Сейчас Тим вспоминал тот поход как самое счастливое и беззаботное время в своей жизни. А всего через три недели Макса арестовали.

Что тогда случилось с братом, Тим так и не понял. Может, его мозги расплавились от жары? Или какая-то неизвестная болезнь вызвала у него кратковременное помешательство? Макс прямо среди белого дня из-за пустяка повздорил на улице со случайным прохожим и при свидетелях ударил его своим швейцарским ножом. Попал в руку. Рана оказалась неопасной. Прохожий бросился бежать, а Макса скрутил оперативно подоспевший наряд. На следствии он ничего не отрицал. На суде дважды попросил у потерпевшего прощения. Из тюрьмы его выпустили досрочно, но вернулся он другим человеком, внутренности которого были изъедены героином.

Сидя теперь на краю койки, Тим держал лежавшего прямо на голом матрасе брата за прохладную руку. Почувствовав, как задрожали пальцы Макса, посмотрел тому в лицо и встретился с ним взглядом. Глаза брата были тусклые и мутные, как засвеченная фотопленка, а слабая улыбка с отсутствующими передними зубами зияла открытой раной.

– Привет, Тим, – еле слышно проговорил Макс, и его младший брат непроизвольно нагнулся к нему.

Тим легонько сжал ладонь брата, больше для того, чтобы тактильные ощущения подсказали ему, сон это или нет. Вдруг он уснул?

Не сон. Пальцы брата слабо откликнулись на его рукопожатие.

– Привет, – шепотом произнес Тим. – Как ты?..

Макс сказал совсем про другое.

– Вот и всё, малой. Отбегался я.

– Макс!.. – слезы подступили к горлу Тима.

– Ты теперь за старшего. Бабушку береги. И давай учись и…

Тим ощутил толчки пульса, беспорядочно бьющегося в запястье брата.

– Деньги… – произнес вдруг Макс.

– Что? – не понимая, переспросил Тим.

– Деньги спрятаны… На лодке… Не ходи здесь… Вали отсюда… Работа… Есть работа… – Пальцы старшего брата зашевелились, будто он пытался ими что-то нарисовать на засаленной поверхности полосатого матраса. Или показать, где именно не ходить.

– Что? – переспросил Тим, но Макс уже закрыл глаза, безвольным насекомым погружаясь в смолу морфинового забытья.

Больше не произнеся ни одного слова и не приходя в сознание, в половине третьего ночи он беззвучно умер на руках дежурного врача в темно-зеленом петрушечном комбинезоне.

* * *

Из Скандинавии пришел циклон, потеплело, и в день похорон Макса из лениво распластавшихся по небу туч сеяла морось.

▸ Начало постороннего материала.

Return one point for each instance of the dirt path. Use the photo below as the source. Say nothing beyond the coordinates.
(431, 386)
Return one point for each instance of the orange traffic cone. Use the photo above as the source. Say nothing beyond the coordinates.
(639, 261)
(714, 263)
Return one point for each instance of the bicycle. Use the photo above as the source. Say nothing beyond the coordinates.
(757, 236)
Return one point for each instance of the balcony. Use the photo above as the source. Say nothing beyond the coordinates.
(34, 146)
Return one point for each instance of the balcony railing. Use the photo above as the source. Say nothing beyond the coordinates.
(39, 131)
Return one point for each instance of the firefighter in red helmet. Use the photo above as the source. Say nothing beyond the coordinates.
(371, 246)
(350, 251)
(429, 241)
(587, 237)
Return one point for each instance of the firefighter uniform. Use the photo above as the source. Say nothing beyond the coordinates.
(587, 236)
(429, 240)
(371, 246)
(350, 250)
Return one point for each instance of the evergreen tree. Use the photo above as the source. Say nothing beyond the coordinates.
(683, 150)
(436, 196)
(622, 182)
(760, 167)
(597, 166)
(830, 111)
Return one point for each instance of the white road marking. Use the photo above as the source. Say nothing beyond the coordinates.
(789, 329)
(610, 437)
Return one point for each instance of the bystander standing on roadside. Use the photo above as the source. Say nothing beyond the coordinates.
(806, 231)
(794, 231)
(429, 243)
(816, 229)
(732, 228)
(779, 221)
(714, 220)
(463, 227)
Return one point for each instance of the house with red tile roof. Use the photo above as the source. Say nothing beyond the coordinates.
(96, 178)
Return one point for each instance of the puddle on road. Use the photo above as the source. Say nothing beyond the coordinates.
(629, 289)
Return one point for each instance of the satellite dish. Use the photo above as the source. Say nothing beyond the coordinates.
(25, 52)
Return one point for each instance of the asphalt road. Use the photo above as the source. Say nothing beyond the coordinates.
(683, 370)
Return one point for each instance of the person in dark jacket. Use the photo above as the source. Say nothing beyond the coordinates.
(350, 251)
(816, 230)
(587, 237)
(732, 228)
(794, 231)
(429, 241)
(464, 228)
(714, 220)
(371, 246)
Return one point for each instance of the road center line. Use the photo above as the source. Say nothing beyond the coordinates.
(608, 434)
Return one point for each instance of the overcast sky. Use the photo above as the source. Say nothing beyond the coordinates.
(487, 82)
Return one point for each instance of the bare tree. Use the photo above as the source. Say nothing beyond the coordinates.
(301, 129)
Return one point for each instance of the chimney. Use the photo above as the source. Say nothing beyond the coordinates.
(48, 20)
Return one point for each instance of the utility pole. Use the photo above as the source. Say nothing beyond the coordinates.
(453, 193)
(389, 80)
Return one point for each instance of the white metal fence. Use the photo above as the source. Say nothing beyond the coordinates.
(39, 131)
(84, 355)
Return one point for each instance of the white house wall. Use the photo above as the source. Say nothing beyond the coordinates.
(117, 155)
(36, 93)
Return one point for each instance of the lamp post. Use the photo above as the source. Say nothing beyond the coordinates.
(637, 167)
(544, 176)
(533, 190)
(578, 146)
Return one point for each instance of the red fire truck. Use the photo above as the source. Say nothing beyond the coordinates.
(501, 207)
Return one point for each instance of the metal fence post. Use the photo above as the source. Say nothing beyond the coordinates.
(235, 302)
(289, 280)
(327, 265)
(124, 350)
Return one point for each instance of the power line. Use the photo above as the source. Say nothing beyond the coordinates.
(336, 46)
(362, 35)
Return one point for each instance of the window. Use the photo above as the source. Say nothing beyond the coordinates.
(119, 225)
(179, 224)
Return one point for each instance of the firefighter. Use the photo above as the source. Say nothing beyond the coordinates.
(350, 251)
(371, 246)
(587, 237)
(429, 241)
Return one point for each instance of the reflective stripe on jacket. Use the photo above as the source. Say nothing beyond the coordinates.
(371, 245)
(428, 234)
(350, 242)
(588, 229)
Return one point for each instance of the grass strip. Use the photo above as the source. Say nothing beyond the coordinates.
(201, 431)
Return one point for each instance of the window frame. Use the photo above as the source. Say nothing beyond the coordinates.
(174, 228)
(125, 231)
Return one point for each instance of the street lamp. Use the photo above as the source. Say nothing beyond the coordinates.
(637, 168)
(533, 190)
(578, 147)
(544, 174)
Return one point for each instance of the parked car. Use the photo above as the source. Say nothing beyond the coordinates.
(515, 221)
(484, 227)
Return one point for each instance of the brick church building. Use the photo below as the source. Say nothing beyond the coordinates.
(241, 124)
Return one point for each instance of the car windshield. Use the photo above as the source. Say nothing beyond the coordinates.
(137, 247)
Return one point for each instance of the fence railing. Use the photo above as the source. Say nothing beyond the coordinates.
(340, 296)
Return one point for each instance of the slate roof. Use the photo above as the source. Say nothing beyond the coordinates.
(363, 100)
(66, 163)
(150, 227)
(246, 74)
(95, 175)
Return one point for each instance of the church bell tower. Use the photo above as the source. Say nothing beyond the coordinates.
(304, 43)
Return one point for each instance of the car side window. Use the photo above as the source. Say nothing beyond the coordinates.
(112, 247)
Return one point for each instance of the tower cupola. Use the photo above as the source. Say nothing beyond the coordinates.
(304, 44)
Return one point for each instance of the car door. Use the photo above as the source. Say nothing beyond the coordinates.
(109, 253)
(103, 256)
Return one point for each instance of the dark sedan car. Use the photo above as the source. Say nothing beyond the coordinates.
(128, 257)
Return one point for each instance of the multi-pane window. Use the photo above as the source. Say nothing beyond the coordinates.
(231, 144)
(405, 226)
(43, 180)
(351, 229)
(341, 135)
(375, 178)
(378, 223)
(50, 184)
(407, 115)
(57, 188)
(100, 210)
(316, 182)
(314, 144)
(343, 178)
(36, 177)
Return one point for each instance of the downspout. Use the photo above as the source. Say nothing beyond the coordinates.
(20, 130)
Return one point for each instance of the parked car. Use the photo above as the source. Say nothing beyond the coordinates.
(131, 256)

Повисшие в воздухе капли воды облепили четверых рабочих, опускающих в вырытую в самом углу кладбища могилу недорогой гроб. Рабочие поглядывали на Тима и бабушку, стоявших чуть поодаль. На похороны пришли только они, родители не приехали. Позвонили и сообщили, что не могут. «Твари проклятые! – сказала про них бабушка, мать Тиминого отца. – У них сын умер, а они сидят, грехи замаливают. В рай хотят попасть!.. Попадете, как же! Поскачете у чертей на сковородках!» Сосед Николаич-Нидвораич приболел. Двое или трое бывших знакомых брата, которых сумел найти Тим, услышав про похороны, сказали, что не могут пойти из-за работы или срочных дел. Еще один честно заявил:

– Да что я пойду? Я и не общался с ним пару лет. С тех пор как он у меня в долг взял…

Тим, съежившись, стал спускаться по лестнице, когда бывший товарищ Макса окликнул:

– Эй, парень! Я тебя помню. Ты ведь брат его, да?.. Может, деньгами помочь?

Сглотнув ком в горле, Тим, не оборачиваясь, покачал головой и просипел сквозь душившие слезы:

– Спасибо.

Деньги бы, конечно, не помешали. Полина Ивановна почти до копейки сняла свои сбережения, хранившиеся, как она говорила, «в книжке». Этого хватило на похороны по эконом-классу. «По деревянному тарифу», – словно не замечая стоящего рядом Тима, прошептал менеджер конторы ритуальных услуг коллеге. Памятник, который должны были поставить только через полгода, заказали самый простой. На граните выбьют имя, фамилию и годы жизни «1989–2013». Никаких «Мы помним…», так дороже. И зачем писать «Мы помним…» на камне? Достаточно просто помнить. Один венок. И всё.